Yankees’ Juan Soto Could be One and Done: ‘The odds are this is a one-year situation’

MLB: San Diego Padres at San Francisco Giants, yankees
Ed Szczepanski-USA TODAY Sports

New York Yankees general manager Brian Cashman had several goals going into the 2024 off-season, one of which was reinforcing the outfield with a star lefty bat. Aside from acquiring Alex Verdugo from the Boston Red Sox, he managed to secure the services of Juan Soto, a Hall of Fame-level player who is just 25 years old.

The priority was finding talent with proven durability, and Soto has played a minimum of 151 games over the past three consecutive seasons. In fact, he played all 162 games last year, hitting .275/.410/.519, including a career-high 35 homers. He also tallied 109 RBIs, 12 stolen bases, an 18.2% strikeout rate, and an 18.6% walk rate.

Pairing him with Aaron Judge at the top of the Yankees’ batting order should produce substantial results, helping overturn a unit that struggled considerably in 2023.

High Stakes Acquisition

However, Cashman acquired Soto, knowing that the upcoming season could be a one-and-done scenario. Soto is entering the final year of arbitration, settling with the Yankees at $31 million, breaking an MLB record. However, Cashman downplayed the idea that the Yankees will manage to extend him before he hits free agency, especially since he’s a Scott Boras client.

“I don’t see too many things stopping him from reaching free agency.”

Cashman stated that the odds would indicate Soto is a one-year situation. Still, the expectation is that the Bombers will pursue him aggressively in free agency, even if it means handing out a $400 million contract.
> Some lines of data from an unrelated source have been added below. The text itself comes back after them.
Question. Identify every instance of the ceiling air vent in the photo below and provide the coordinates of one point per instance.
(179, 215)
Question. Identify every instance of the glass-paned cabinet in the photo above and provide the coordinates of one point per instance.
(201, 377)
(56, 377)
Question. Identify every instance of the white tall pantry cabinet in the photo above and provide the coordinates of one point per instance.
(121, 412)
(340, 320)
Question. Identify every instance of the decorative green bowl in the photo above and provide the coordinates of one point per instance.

It is not often you stumble upon a 25-year-old superstar who represents one of the best hitters in baseball.

Yankees’ Future Financial Strategy

The Yankees signed Aaron Judge to a nine-year, $360 million deal last off-season, averaging $40 million per season, but the Dominican-born talent is expected to exceed those numbers by a fair margin. Soto could earn upward of $45 million on a 10-year deal, expiring at just 35 years old, three years younger than Josh Donaldson was last season.

Of course, to remain competitive and compete with the Los Angeles Dodgers, the Yankees will have to spend their fair share, but that means leaning on some of their younger prospects to help keep costs down at other positions.

Fortunately, they have plenty of talent climbing the farm system, including players like Will Warren, Chase Hampton, Spencer Jones, Jasson Dominguez, and Ben Rice. Suppose even two of those players take over starting positions long-term. In that case, it should open up a significant amount of financial flexibility for the future and protect any Yankees luxury allocations.

The Path to the World Series

Currently, the Yankees have a $295 million projected total payroll, including $202.4 million in 2025. They will have to make a decision on Anthony Rizzo, who has a team option at $17 million, among other decisions in arbitration.

The Yankees stand to lose Gleyber Torres, Soto, Verdugo, and others in free agency, so the reliance on young talent will be paramount in the future. In the meantime, they will be seeking their first World Series appearance in over a decade, and as usual, it will rely on the team’s ability to remain healthy.